Perrin also looks briefly at the claims of some radicals who doubt that Jesus even existed. These claims are quickly dismissed. First, no serious New Testament scholar anywhere denies the existence of Jesus. Second, the claim of critics that Christianity simply borrowed from other pagan mystery religions is fraught with danger.

Borrowing always takes place to some degree, but that does not minimise the truth claims of Christianity or imply bare dependency. If Christianity is in fact true, we would expect the faith to “resonate with the deepest longings of humanity,” says Perrin, “using some of the very same imagery that humanity has latched onto in order to express those longings”. Third, the similarities are at best superficial, not deep-seated.

So too are the supposed similarities between the various Gnostic gospels and our canonical Gospels. The biblical Gospels were all penned within the first century, just decades after the life of Christ. The Gnostic gospels were primarily second and third century documents.

The Gnostics taught that the body was bad, and the spirit had to be liberated from it. The Christian Gospels teach the importance of the body, and the fact that God became flesh (the Incarnation). Gnosticism teaches salvation by special knowledge and ideas. Christianity says salvation comes by God coming in the flesh, and living among us, dying and rising again.

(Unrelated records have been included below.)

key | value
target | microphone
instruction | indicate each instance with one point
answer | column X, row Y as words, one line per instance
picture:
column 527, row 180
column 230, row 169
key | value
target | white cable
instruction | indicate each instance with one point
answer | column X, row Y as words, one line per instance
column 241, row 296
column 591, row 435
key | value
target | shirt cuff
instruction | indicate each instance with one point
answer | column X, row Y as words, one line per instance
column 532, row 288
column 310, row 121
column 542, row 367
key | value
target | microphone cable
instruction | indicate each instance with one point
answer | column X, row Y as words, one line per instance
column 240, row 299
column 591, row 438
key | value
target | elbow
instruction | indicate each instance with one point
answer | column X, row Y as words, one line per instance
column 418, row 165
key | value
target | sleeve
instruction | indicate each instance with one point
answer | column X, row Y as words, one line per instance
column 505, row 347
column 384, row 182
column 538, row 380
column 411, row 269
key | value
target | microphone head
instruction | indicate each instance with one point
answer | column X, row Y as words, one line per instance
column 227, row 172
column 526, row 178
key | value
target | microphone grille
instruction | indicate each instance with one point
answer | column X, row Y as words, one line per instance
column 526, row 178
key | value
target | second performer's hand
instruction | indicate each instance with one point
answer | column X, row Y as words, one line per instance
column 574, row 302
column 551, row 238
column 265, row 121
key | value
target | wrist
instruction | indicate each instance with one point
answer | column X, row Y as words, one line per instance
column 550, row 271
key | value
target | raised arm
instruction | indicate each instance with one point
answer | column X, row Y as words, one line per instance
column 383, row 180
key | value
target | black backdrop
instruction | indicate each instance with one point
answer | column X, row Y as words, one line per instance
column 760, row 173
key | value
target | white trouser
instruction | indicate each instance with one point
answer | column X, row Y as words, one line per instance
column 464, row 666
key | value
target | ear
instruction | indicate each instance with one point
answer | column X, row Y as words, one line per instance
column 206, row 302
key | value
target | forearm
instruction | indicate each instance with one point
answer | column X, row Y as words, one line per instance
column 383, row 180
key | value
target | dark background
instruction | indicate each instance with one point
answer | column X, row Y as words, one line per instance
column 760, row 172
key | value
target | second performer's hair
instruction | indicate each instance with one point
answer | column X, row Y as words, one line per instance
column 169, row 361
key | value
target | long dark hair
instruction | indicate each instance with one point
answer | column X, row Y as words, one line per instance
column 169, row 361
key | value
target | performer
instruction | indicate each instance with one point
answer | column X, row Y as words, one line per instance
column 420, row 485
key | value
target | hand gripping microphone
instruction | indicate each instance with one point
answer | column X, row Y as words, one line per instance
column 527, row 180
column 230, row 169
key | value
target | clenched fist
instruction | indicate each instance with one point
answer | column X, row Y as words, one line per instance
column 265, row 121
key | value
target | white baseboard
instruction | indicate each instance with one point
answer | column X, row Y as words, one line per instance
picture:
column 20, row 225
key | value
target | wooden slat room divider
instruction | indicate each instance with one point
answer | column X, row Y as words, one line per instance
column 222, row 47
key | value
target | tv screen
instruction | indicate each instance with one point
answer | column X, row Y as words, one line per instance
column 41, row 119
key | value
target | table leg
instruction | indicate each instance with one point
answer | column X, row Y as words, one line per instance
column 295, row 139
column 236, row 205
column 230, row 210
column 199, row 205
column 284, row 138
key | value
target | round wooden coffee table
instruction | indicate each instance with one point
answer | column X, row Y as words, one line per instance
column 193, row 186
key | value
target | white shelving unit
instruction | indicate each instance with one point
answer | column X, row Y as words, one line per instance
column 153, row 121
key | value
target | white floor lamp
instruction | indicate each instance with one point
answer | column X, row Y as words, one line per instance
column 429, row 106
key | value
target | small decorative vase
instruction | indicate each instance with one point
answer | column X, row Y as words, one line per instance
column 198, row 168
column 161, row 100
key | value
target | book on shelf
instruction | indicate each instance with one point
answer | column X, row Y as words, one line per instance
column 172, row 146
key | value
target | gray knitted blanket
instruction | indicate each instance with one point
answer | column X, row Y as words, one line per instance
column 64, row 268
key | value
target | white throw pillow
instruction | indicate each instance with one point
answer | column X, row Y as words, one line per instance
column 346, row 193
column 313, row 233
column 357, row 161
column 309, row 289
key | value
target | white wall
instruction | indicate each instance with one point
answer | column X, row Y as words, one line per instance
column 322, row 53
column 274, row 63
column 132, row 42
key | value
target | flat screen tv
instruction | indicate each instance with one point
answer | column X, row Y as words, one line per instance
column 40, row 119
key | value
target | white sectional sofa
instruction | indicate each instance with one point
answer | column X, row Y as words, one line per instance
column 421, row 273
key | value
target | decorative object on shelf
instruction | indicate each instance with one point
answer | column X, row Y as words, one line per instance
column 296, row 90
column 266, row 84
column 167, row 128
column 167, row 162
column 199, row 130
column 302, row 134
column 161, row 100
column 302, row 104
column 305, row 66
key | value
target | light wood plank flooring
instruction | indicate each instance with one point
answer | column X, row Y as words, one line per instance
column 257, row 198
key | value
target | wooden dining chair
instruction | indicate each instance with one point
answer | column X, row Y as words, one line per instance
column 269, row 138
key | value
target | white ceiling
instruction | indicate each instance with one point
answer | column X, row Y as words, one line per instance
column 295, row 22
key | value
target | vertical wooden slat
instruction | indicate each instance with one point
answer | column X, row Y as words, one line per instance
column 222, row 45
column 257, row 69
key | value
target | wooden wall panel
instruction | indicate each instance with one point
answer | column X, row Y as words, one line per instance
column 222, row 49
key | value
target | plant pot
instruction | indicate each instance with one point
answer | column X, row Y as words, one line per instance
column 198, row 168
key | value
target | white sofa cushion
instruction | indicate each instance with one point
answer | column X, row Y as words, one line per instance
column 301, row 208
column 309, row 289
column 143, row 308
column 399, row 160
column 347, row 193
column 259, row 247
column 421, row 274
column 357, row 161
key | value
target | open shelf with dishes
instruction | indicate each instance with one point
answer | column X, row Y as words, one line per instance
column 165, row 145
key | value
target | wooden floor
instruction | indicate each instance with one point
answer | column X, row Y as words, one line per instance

Perrin argues that Ehrman not only exaggerates the frequency of textual corruptions, but the implications of those as well. For example, we have serious questions about less than one percent of what Jesus said in the Gospel of Mark. And textual criticism is helping us to continue to get a better handle on the original texts. The transmission of the words of Jesus may not be perfect, but it is certainly adequate.

In sum, the journey from the words of Jesus to the Bibles we have today is undeniably a long and complex one. But we can still argue that the words and deeds of Jesus are for the most part faithfully contained in the New Testament writings. There is some static between what Jesus originally said and what we read today. But, as Perrin demonstrates, “Jesus’ voice is preserved in the transmission”.

This is not a detailed rebuttal of the Ehrman book. For that one should consult Timothy Paul Jones, Misquoting Truth: A Guide to the Fallacies of Bart Ehrman’s ‘Misquoting Jesus’ (IVP, 2007). Instead it offers a much broader look at the issues involved. It is a helpful volume both for believers and unbelievers. Although brief (just under 200 pages), it gives both groups some solid material to use in considering what Jesus is like and what he said, and how we can know that with a high degree of confidence.